Image caption generation with high cardinality


The dataset I am working with has word documents of images and captions of what is going on in the image. These captions vary greatly from “1234 Maple Lane North Elevation” to “2nd Floor drywall damage”, “Typical 2 bedroom apartment kitchen”, “Window repair progress”

I plan on establishing datasets by scraping the word documents for the images and captions. Is this okay to do due to the high degree of cardinality?

Thank you.

Hi Cullen,

What do you mean by “the high degree of cardinality”?


Hi Malcolm,

As an example, classifying an image as either a dog or a cat would be two degrees of cardinality. In my example, each image caption has almost infinite degree of cardinality and I am not sure if I need to take a certain approach or scrub every piece of data to fit into smaller degrees of cardinality.

Have a good weekend,

Hi Cullen,

I am not sure I fully understand your question, but wlll give it a try.

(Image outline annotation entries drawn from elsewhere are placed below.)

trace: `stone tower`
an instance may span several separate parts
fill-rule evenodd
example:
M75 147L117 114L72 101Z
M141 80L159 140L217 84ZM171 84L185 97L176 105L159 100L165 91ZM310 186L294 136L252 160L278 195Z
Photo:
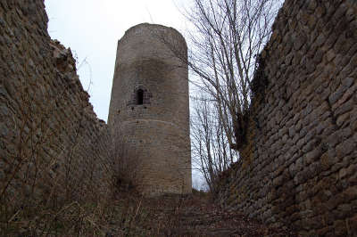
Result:
M188 72L172 47L187 57L177 30L147 23L118 42L108 125L149 196L191 192Z

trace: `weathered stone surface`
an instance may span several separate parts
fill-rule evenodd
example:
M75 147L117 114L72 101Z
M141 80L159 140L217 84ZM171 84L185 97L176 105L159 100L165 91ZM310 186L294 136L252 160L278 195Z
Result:
M352 32L357 5L352 0L286 0L283 8L276 21L285 22L287 14L294 24L274 28L264 49L270 84L265 102L253 101L251 116L262 121L260 129L249 127L254 135L247 143L254 150L239 151L242 158L226 171L234 175L222 177L217 198L230 208L254 210L262 221L291 225L303 236L354 236L357 36ZM279 44L273 44L277 39ZM280 50L292 40L293 48ZM282 62L278 59L284 67L277 67ZM290 70L290 77L278 77ZM281 91L289 92L288 102ZM270 182L262 187L256 180L264 177ZM263 188L268 195L261 200Z
M115 146L137 152L134 183L145 195L192 190L187 67L163 40L187 54L183 37L161 25L137 25L119 41L108 117Z
M47 20L42 0L0 3L0 190L9 210L112 190L107 127Z

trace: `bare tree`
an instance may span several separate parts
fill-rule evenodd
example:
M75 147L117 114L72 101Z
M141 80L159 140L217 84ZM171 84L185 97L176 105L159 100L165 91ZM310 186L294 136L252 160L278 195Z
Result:
M271 33L281 1L194 0L187 64L195 86L214 101L231 148L244 143L257 55Z
M223 123L219 118L219 104L207 94L192 98L192 159L195 168L204 177L210 191L215 190L218 176L237 160L227 141Z

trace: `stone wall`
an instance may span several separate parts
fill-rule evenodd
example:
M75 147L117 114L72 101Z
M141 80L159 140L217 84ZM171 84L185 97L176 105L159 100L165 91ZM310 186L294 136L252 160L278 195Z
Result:
M357 234L356 16L353 0L286 0L221 205L306 236Z
M183 37L160 25L132 27L118 42L108 126L147 195L191 192L188 70L172 42L187 55Z
M43 0L0 2L0 195L9 209L112 190L107 126L47 21Z

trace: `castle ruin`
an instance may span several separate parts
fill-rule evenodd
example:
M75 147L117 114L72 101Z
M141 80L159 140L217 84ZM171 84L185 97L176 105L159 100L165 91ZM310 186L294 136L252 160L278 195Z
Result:
M160 25L139 24L118 42L108 127L115 149L148 195L191 192L187 66L183 37ZM124 153L123 153L124 152ZM135 169L135 170L133 170Z

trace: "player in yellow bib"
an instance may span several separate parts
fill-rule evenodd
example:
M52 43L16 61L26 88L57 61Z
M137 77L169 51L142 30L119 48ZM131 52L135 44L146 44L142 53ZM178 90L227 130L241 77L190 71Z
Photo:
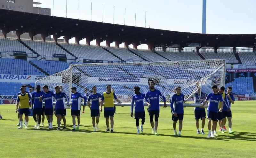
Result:
M20 105L20 126L18 128L18 129L22 128L22 118L23 114L25 115L26 117L26 128L28 128L28 115L29 115L29 107L30 106L29 103L29 99L31 97L29 94L26 92L25 87L20 88L21 93L17 97L17 103L16 104L16 112L18 111L18 107Z
M100 102L100 112L102 111L102 107L103 103L105 103L104 105L104 117L106 119L106 125L107 129L106 131L110 131L111 133L114 132L113 127L114 125L114 102L115 99L118 103L121 102L117 99L114 92L111 91L111 85L108 84L107 86L107 91L103 93L101 98L101 101ZM111 126L111 130L109 130L109 122L108 118L110 118L110 124Z

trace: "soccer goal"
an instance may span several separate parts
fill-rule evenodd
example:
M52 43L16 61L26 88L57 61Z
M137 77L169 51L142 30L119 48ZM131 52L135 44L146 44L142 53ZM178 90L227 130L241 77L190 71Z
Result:
M205 99L204 94L212 92L212 86L225 85L225 67L224 59L72 64L66 70L37 81L35 84L41 87L47 85L53 91L55 86L61 85L62 90L70 97L72 87L76 87L78 92L88 95L92 92L93 86L97 87L98 93L102 94L110 84L118 99L125 103L122 105L130 106L134 94L133 87L138 86L140 92L145 93L149 89L148 83L153 81L155 88L167 100L174 93L175 87L179 86L187 101L192 101L191 97L200 88L202 101Z

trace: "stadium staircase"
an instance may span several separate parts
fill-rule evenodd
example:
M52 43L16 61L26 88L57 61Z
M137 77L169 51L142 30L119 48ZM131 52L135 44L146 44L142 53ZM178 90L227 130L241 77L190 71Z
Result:
M124 60L123 60L120 57L118 57L117 55L116 55L116 54L115 54L111 52L111 51L109 51L106 48L104 48L104 47L102 47L101 48L102 48L102 49L104 49L105 51L107 51L109 53L110 53L111 54L112 54L113 56L115 56L118 59L120 59L121 61L122 61L123 62L124 62Z
M238 60L238 63L239 64L241 64L242 63L242 61L241 61L241 59L240 59L240 57L239 57L239 55L238 55L238 54L237 53L234 53L234 54L235 55L235 56L236 57L236 60Z
M168 59L167 58L166 58L165 57L164 57L164 56L163 56L163 55L161 55L160 54L156 52L156 51L153 51L153 52L154 52L154 53L155 53L157 55L160 55L160 56L161 56L162 57L164 58L166 60L167 60L168 61L171 61L171 60L169 60L169 59Z
M197 55L198 55L199 56L200 56L201 58L202 58L202 59L203 59L203 60L205 59L204 58L204 57L203 57L203 55L202 55L202 54L200 54L200 53L199 52L197 53Z
M44 74L45 75L47 75L47 76L50 75L50 74L49 74L48 72L46 72L45 71L42 69L41 67L39 67L39 66L36 65L32 61L30 61L28 62L28 63L32 65L32 66L34 66L36 68L39 70L40 71L41 71L41 72Z
M39 56L40 56L40 55L37 52L36 52L36 51L35 51L32 48L31 48L30 47L29 47L29 46L28 46L28 45L27 45L27 44L26 43L24 43L23 41L21 41L20 40L17 39L17 40L18 40L18 41L19 42L21 43L22 44L23 44L23 45L24 45L25 47L27 47L30 51L31 51L32 52L33 52L35 54L37 54L37 57L39 57Z
M143 59L144 60L145 60L145 61L148 61L148 60L147 60L147 59L145 59L145 58L143 58L143 57L141 57L141 56L139 56L139 55L138 55L137 54L136 54L136 53L134 53L134 52L133 52L133 51L131 51L131 50L130 49L127 49L127 50L128 50L128 51L130 51L130 52L131 52L133 54L135 54L135 55L136 55L136 56L138 56L138 57L139 57L140 58L141 58L142 59Z
M74 55L72 53L71 53L70 51L67 50L66 48L65 48L64 47L62 47L60 44L59 44L58 43L54 43L55 44L56 44L56 45L60 47L60 48L62 49L65 51L66 51L69 54L70 54L71 56L76 57L76 59L77 59L78 58L77 58L75 55Z
M253 83L253 90L254 93L256 93L256 77L252 77L252 82Z

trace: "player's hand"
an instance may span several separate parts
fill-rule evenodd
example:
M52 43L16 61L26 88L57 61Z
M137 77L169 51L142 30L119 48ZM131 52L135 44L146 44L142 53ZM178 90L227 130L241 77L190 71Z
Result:
M178 115L177 115L177 113L176 113L176 112L174 112L174 116L176 117L178 117Z

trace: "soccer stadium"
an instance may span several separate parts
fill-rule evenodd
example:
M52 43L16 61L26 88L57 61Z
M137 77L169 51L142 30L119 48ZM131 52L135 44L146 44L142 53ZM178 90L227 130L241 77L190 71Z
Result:
M34 1L0 0L2 157L255 157L254 1Z

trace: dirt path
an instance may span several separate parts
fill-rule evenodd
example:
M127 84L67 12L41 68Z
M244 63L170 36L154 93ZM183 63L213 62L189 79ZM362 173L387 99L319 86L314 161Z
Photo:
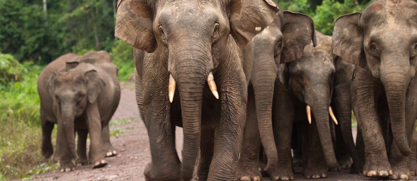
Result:
M133 90L123 89L119 107L112 120L122 118L138 119L139 113L136 105ZM110 130L121 129L124 132L117 136L111 137L111 143L119 151L116 156L107 158L108 163L105 167L91 169L89 165L78 167L73 171L60 173L59 169L38 175L34 181L144 181L143 171L146 164L151 161L149 141L146 128L141 121L131 122L119 126L111 126ZM177 128L176 146L178 153L181 153L182 146L182 130ZM356 129L354 135L356 136ZM180 153L181 154L181 153ZM296 170L296 180L308 180L304 178ZM315 181L369 180L359 174L351 174L348 171L330 172L329 178ZM270 181L264 178L263 181Z

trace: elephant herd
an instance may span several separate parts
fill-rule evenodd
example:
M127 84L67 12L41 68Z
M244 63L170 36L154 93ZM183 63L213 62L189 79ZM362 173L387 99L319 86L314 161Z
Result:
M117 10L115 35L134 47L146 180L294 180L299 166L307 178L349 167L392 180L417 173L415 1L377 0L339 17L332 37L271 0L119 0ZM61 171L117 154L108 124L117 70L107 53L90 52L40 75L42 154L55 153Z

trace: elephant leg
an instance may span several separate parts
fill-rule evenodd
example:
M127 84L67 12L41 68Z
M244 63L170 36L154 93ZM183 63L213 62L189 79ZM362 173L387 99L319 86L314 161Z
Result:
M352 161L350 159L350 155L348 151L346 143L343 139L342 130L340 127L335 126L336 134L336 141L335 143L336 148L334 149L336 158L337 159L337 163L340 168L339 170L342 169L349 169L352 164Z
M53 153L53 146L51 141L51 133L53 129L54 123L46 120L41 121L41 122L43 123L42 125L42 140L40 148L42 156L45 158L48 158Z
M305 121L304 121L305 122ZM315 122L315 121L314 121ZM323 153L322 144L319 136L319 131L315 123L311 124L303 123L303 127L308 128L308 131L304 131L303 141L306 144L307 149L303 152L303 156L305 157L306 164L304 166L304 176L306 178L319 178L327 177L326 159Z
M410 82L406 95L407 98L405 101L406 131L408 143L411 143L410 148L412 149L412 154L409 156L401 154L397 146L395 139L393 139L389 157L389 163L394 172L394 174L389 177L389 178L392 179L408 180L411 178L412 173L408 165L409 163L409 159L415 160L415 156L413 155L416 151L414 129L416 117L417 117L417 81L414 81L415 80L414 78ZM414 148L413 146L414 146ZM415 167L416 162L414 161L414 164L411 165L412 166L414 164L413 166Z
M417 134L413 131L413 137L411 139L411 154L408 158L408 168L412 176L415 176L417 173Z
M113 156L117 154L117 151L110 143L110 136L109 133L108 123L106 123L103 126L101 129L103 152L106 157Z
M364 175L385 177L392 173L379 123L374 96L374 79L364 69L357 68L352 82L352 104L365 145Z
M87 165L88 161L87 159L87 136L88 134L88 129L77 129L78 141L77 142L77 154L80 159L76 162L77 166Z
M237 176L241 181L260 181L262 175L259 170L261 138L256 120L255 99L250 86L246 108L247 116L243 131L243 141L241 148Z
M291 165L291 136L294 120L293 97L282 84L276 83L274 96L272 120L274 137L278 154L277 168L271 171L274 180L294 179Z
M214 131L211 128L202 127L200 158L197 170L197 180L198 181L207 180L214 151Z
M158 98L156 97L153 99ZM152 156L152 162L143 171L147 181L181 180L180 162L175 149L175 126L171 121L167 98L161 98L167 99L164 103L152 100L144 110Z
M214 154L207 180L210 181L237 180L236 169L248 98L246 81L236 82L236 80L245 80L244 75L241 76L229 78L234 80L233 83L220 84L221 111L214 128Z
M65 129L62 123L58 122L57 136L57 147L54 155L54 158L59 161L60 172L70 171L75 169L75 166L71 161L72 156L69 151L68 140L67 139ZM58 142L59 139L59 142ZM59 146L58 146L59 144ZM59 148L59 149L58 149Z

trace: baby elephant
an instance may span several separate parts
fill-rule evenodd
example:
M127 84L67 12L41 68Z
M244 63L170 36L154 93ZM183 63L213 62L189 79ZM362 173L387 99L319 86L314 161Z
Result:
M51 133L58 125L53 160L60 162L61 172L88 163L86 142L89 133L89 154L93 168L106 165L104 157L117 151L110 143L108 122L120 99L118 68L104 51L84 55L67 53L49 63L38 80L42 126L42 155L53 153ZM75 131L78 133L75 151Z

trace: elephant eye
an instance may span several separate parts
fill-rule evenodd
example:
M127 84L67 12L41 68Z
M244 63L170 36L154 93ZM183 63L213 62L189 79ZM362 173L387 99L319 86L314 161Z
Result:
M375 44L374 43L371 43L371 45L369 45L369 48L370 48L370 51L371 53L372 53L374 56L378 57L379 53L378 52L378 48L377 48L376 44Z
M161 33L161 38L163 40L165 39L165 33L163 32L163 29L162 28L162 26L159 26L159 33Z
M216 23L214 24L214 29L213 30L213 39L216 39L219 37L219 28L220 25L218 23Z

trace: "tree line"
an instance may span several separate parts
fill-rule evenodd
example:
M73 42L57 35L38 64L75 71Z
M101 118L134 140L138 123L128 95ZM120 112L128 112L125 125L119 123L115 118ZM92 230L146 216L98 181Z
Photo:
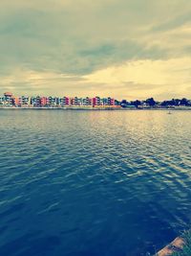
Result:
M149 107L191 106L191 101L187 100L186 98L182 98L182 99L172 99L170 101L157 102L154 100L154 98L149 98L145 101L136 100L128 102L126 100L122 100L120 102L120 105L122 107L136 106L137 108L141 106L149 106Z

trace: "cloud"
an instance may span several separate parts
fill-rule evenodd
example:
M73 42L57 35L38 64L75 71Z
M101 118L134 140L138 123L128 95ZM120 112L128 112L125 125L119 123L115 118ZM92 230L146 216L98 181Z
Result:
M179 81L182 89L176 85L177 93L188 97L190 13L187 0L2 0L0 92L10 87L22 94L110 92L138 98L148 92L164 97L165 87L167 97ZM180 63L187 72L180 71ZM112 85L95 77L107 77L113 69Z

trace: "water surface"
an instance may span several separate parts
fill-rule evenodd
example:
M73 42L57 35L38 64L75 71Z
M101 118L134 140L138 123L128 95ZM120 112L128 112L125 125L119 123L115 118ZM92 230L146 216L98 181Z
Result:
M0 111L0 255L138 256L191 222L191 112Z

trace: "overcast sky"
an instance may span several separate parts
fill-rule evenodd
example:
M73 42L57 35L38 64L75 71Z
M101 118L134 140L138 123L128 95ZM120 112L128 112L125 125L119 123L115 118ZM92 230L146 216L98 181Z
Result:
M191 1L0 0L5 91L191 98Z

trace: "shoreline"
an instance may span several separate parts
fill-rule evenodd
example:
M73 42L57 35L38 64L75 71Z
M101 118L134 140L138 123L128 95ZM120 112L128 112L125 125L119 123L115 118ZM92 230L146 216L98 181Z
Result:
M10 107L10 106L0 106L0 110L87 110L87 111L145 111L145 110L155 110L155 111L190 111L191 107L175 107L175 108L135 108L135 107Z

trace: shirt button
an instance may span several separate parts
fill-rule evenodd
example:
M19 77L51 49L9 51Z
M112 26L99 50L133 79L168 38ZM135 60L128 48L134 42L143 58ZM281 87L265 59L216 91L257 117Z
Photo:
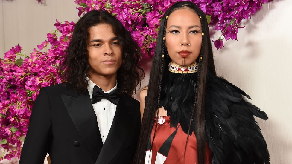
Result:
M158 122L158 124L162 125L164 124L164 122L165 122L165 119L163 117L160 117L158 118L157 122Z

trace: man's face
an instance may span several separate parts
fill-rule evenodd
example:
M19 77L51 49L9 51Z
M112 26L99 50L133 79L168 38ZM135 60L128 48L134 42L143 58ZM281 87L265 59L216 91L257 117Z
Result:
M89 29L87 49L89 75L116 74L122 64L122 48L112 27L101 24Z

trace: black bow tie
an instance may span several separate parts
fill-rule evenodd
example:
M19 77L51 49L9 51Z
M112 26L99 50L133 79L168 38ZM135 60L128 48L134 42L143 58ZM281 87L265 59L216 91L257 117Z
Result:
M95 104L103 99L107 99L112 103L117 105L120 99L118 88L117 88L110 93L105 93L97 85L95 85L92 93L91 102L92 104Z

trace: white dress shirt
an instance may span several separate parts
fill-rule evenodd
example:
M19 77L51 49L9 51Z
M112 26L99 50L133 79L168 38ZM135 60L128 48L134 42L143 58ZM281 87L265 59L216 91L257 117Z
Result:
M98 85L92 82L87 77L86 79L88 81L89 85L87 89L89 92L89 95L91 99L92 98L92 92L94 86L96 85L98 86ZM116 82L115 86L110 91L105 92L102 89L101 89L104 92L110 93L118 88L118 82ZM98 124L98 128L99 128L99 131L100 132L102 142L104 143L112 123L112 120L115 114L117 105L106 99L103 99L100 101L93 104L92 106L93 107L95 115L96 115L97 123Z

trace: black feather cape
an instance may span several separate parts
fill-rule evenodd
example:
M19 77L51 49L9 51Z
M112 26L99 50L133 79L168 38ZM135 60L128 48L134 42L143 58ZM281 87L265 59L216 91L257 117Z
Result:
M179 123L187 133L197 73L164 73L160 106L170 116L171 126ZM267 114L246 100L250 99L247 94L223 78L209 75L207 82L206 137L213 164L269 164L267 144L254 117L266 120ZM194 124L191 133L195 133Z

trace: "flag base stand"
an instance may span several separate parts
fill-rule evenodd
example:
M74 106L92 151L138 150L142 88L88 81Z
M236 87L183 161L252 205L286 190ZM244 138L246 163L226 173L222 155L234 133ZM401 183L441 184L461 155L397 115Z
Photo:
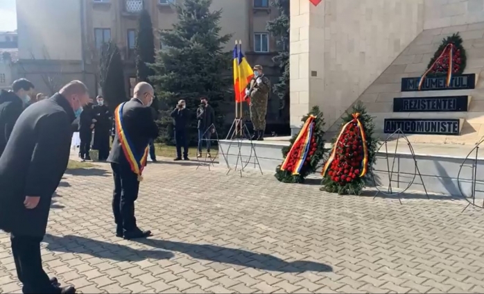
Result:
M262 172L262 168L259 162L259 157L257 157L257 153L255 151L255 146L252 142L252 135L249 131L245 121L243 118L236 118L234 119L234 122L230 127L230 130L225 138L227 140L230 140L230 143L227 148L227 156L224 156L226 160L227 167L229 170L227 172L228 175L232 171L239 171L241 178L242 177L242 172L244 169L250 164L254 164L254 168L259 167L259 170L261 172L261 175L263 175ZM243 142L248 141L250 145L250 155L248 156L246 160L244 161L244 157L248 157L247 155L242 155L242 148ZM228 162L228 157L230 156L230 148L234 143L236 144L236 154L237 157L235 167L232 168ZM252 160L251 162L251 159Z

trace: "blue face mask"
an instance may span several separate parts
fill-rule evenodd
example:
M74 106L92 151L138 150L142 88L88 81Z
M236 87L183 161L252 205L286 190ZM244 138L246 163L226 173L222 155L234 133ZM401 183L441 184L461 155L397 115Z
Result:
M77 110L74 111L74 116L76 118L79 117L80 113L83 112L83 107L79 107Z

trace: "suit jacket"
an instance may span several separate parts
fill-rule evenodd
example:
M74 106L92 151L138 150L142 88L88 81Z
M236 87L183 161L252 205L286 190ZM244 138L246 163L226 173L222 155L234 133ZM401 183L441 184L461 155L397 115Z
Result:
M140 157L149 141L158 137L158 127L153 119L150 108L144 106L139 99L133 98L126 103L121 114L124 127L123 130L133 145L135 150L132 151ZM118 137L117 130L107 162L129 166Z
M67 167L74 112L56 94L19 116L0 157L0 229L19 236L45 234L52 195ZM33 209L25 196L39 196Z
M10 136L13 126L24 111L24 105L12 92L1 90L0 93L0 156Z

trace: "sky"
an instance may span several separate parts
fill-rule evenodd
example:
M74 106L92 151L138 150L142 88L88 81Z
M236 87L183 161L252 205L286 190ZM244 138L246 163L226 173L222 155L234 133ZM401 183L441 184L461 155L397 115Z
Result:
M0 0L0 31L17 29L15 0Z

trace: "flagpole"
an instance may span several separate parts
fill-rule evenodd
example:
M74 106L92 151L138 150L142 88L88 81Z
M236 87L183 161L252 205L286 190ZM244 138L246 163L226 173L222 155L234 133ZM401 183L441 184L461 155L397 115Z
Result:
M240 50L241 52L242 51L242 40L239 40L239 50ZM240 76L240 74L239 74L239 76ZM239 77L239 78L241 78L241 77ZM239 85L242 85L242 83L239 83ZM242 89L241 89L240 92L245 93L245 92L242 92ZM243 138L243 119L244 119L244 118L243 118L243 103L244 103L244 101L241 101L241 98L242 98L242 97L241 96L241 109L240 109L239 114L240 114L240 119L241 119L241 121L240 121L240 123L241 123L241 138Z
M237 45L238 45L238 42L237 42L237 40L235 40L235 48L236 48L237 53L235 55L236 55L236 58L238 59L239 58L239 57L238 57L239 56L239 46ZM234 73L235 73L235 71L237 71L237 72L239 72L239 60L237 60L237 62L236 62L236 64L237 64L237 67L236 68L234 67ZM240 77L239 77L239 78L240 79ZM240 83L240 81L239 83ZM234 84L234 86L235 86L235 84ZM236 120L239 119L239 107L237 107L237 93L236 92L234 92L234 94L235 94L235 97L234 97L235 98L234 99L234 101L235 101L235 121L236 121ZM235 124L235 134L239 133L238 125L239 125L239 123L236 123L236 124Z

This issue is that there will be a very large number of images and their captions, and generated captions could be almost any phrase. But image captioning is not a classification task. You are not selecting a particular caption out of a fixed set of captions. So the cardinality of the categories does not apply here. I think you are mixing up the nature of two different tasks.

Image captioning combines NLP and image processing. I think the most recent and effective models use Transformers with resnets. There’s even one that does the reverse: caption to image. It’s a very active area of research.

That said, there is already extensive work on image captioning to be found on these forums and by an internet search for “image captioning”. You can probably even find an architecture in PyTorch that is already designed and tested.

HTH, and good luck with your project.